The real bummer came later that year, when the Playstation
2 arrived. Tomba fans soon learned a dirty little secret about the PS2:
the backward compatibility was not as perfect as advertised. It's true! Sony
has a small list available of nine PSX games that do not work on PS2, and Tomba
sits right at the bottom of it. The game is unplayable on everything
but an original PSX, and that's assuming you can get a copy. Just the demo for Tomba
costs more than a full priced PS3 game on eBay, and if you want the whole
thing, you're going to be dishing out literally hundreds of dollars. Besides,
do you even have your original Playstation anymore?
But last week, all of this changed.
Playstation Network has now released Tomba in all of
its batshit insane glory for only 10 bucks. This is great news for so many reasons.
First of all? Well, Tomba is perfect. You'd be hard pressed to find a more charming,
fun, challenging, and innovative game. Remember how much people loved Fez? Tomba did
that, but better, and over a decade ago. Tokuro Fujiwara, creator of Megaman
and Ghosts and Goblins, is the mind behind Tomba's brilliance
(I owe this man my entire childhood).
This side scrolling adventure about a pink haired
boy battling evil pigs manages to be creative and bizarre without alienating
its audience. That's in part because the game retains a childlike sweetness
throughout (the objective of the 100+ quests always seem related to helping
people affected by the pigs), but also because the game's finely tuned gameplay pulls you in with visually stunning colors and character
design. Plus, it's great to play a game that can appeal to kids and can also be controller-breakingly challenging. If you think Tomba's
a kiddie game, wait till the Phoenix Mountain area hands you your ass ten or
twenty times in a row.
Tomba is a
masterpiece, but it's redundant to even say so, since critics told us that back
when this underappreciated gem came out, alongside better-known late-90s favorites like Final Fantasy VII and GoldenEye. It's not news that Tomba is great, but the fact that PSN paid attention to what fans wanted and
actually followed through is a good sign.
Tomba isn't the only
game that's hard to find, it's not the only game that costs as much as an
entire console, and (hopefully) it won't be a lucky fluke that PSN released it.
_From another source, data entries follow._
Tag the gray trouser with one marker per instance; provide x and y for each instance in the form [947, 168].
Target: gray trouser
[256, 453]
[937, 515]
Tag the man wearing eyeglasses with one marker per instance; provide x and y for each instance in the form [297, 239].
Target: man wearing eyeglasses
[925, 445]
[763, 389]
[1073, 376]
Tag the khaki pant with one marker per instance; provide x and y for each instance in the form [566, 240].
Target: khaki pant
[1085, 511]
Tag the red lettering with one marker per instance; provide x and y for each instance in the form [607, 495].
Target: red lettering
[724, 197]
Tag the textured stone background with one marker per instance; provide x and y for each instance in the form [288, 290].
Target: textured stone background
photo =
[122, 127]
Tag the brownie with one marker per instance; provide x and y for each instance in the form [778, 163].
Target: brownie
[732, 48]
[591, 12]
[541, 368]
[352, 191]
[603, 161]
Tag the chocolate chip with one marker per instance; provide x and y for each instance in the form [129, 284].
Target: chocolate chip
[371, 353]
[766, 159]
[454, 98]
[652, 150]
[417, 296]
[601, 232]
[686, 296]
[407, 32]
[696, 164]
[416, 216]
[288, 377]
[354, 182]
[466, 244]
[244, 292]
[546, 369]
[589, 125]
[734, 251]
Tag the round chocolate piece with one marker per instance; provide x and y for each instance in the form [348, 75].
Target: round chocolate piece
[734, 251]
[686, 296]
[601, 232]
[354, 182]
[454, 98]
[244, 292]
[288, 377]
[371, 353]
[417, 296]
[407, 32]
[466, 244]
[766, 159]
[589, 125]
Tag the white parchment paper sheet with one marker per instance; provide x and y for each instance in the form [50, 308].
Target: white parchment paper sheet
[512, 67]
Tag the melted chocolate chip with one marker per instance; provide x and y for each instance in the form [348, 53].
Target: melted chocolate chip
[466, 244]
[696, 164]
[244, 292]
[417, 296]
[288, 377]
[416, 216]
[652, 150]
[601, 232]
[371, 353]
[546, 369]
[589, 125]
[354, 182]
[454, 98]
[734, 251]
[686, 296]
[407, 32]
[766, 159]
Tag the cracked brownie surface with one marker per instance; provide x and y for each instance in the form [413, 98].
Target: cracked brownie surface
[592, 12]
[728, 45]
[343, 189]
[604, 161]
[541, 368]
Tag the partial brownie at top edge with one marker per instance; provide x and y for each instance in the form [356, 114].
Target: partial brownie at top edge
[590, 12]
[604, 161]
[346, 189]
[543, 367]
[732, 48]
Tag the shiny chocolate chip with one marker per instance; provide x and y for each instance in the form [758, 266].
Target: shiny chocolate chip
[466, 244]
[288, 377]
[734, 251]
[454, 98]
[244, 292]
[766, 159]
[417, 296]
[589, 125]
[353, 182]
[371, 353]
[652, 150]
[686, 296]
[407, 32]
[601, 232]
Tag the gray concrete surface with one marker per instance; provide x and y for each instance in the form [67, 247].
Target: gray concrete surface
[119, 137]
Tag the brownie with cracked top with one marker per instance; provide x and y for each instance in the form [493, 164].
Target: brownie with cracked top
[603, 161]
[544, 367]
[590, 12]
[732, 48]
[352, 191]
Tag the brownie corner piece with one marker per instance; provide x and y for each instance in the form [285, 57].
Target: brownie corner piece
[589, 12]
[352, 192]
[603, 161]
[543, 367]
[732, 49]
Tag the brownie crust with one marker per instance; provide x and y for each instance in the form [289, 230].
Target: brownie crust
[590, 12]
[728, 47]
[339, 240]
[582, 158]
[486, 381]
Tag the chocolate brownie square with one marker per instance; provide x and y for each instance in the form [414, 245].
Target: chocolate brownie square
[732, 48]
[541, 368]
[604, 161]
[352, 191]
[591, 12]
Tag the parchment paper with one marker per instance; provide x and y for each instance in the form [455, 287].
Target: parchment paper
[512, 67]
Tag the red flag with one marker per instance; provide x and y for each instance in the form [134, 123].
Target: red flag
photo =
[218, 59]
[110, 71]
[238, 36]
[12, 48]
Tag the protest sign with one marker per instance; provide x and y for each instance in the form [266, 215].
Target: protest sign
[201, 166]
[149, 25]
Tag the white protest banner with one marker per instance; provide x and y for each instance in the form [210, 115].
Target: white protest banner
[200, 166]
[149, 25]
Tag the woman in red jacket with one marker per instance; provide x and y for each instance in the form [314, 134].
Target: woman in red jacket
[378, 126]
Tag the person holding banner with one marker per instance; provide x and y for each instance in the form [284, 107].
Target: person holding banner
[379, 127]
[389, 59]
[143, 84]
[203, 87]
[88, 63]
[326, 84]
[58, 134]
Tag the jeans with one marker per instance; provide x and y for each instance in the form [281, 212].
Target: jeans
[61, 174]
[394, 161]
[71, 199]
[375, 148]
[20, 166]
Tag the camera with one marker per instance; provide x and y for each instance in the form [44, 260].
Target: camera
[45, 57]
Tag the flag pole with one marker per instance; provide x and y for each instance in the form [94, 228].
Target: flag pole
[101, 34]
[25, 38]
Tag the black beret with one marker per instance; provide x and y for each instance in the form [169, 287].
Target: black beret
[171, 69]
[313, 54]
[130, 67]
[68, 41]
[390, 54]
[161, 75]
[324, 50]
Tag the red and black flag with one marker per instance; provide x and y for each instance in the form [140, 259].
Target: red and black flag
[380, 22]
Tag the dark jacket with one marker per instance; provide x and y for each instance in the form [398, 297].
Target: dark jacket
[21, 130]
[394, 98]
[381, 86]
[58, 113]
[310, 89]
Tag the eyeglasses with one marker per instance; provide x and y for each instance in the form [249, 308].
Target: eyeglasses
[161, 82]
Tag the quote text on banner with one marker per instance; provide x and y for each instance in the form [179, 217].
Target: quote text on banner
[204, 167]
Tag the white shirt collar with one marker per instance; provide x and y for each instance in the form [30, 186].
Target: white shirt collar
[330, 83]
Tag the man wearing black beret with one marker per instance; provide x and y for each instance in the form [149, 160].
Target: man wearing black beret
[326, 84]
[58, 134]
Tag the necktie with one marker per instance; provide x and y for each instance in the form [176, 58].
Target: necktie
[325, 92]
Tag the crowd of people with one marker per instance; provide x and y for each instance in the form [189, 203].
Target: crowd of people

There are so many other rare gems that Sony and Microsoft should re-release,
like Megaman Legends 2, Ikaruga, Misadventures of Tron Bonne,
and Gitaroo Man (imagine if PaRappa the Rapper and Scott Pilgrim had a
baby). Those titles are stuck being rare, half-remembered cult classics when
they could be successful downloadable games.
The re-release trend has had a good start so far with Tomba,
Marvel vs. Capcom 2, and Microsoft's touched-up tribute to the classic
90s shmup Radiant Silvergun, but why not do more? If these re-releases succeed, then companies might finally catch on and put out
more rare titles that deserve a second shot at widespread fame.